In the current crisis of non-payments, vertical associations provide one key advantage - to neutralize such a problem as receivables. With the help of such transactions, production tasks are also solved.

It is also important to note the fact that the merger of Russian companies in the vast majority of cases is markedly politicized. Such transactions are used within the interests of representatives local administration or more high levels authorities.

Merger Features

A surge in associations of various kinds in Russia was recorded throughout 2003, when it reached a total level of $22.9 billion. But in the following year, this figure dropped slightly.

When it comes to various kinds of mergers, the state often acts as the main player. Basically, the enterprises operating in the oil and gas sector, as well as in the segment of metallurgy, are taken into account.

As for the interests of foreign enterprises, they also choose representatives of the oil and gas industry for integration, but do not forget about the food sector.

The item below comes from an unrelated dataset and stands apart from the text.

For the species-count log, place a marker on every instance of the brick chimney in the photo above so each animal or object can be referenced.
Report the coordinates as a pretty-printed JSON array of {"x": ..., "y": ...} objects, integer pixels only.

What does a merger look like in Russia

As one of the clearest examples of the merger process in the CIS, one can cite the experience of such an enterprise as UMMC-Holding LLC. This company has consolidated 10 processing, non-ferrous and ferrous industries. On the this moment UMMC's sphere of direct influence includes the control of 22 companies located in 7 cities of the Russian Federation. This also includes the Litaskabelis plant operating in Lithuania (Panevėžys city).

The key goal for which numerous merger procedures have been initiated is to increase the company's market share. It was the integration that allowed UMMC to create additional production capacity. Also, investment risks were significantly reduced, since only those companies, whose functioning was verified by the real market, joined.

Results

In conditions modern economy mergers and acquisitions are current perspective dynamic development for many companies that have ambitions but lack sufficient capacity.

At the same time, it is worth mentioning that integration is a risky process. In case of unsuccessful forecasts, it is possible to suffer such financial losses, after which the enterprise will no longer be able to recover.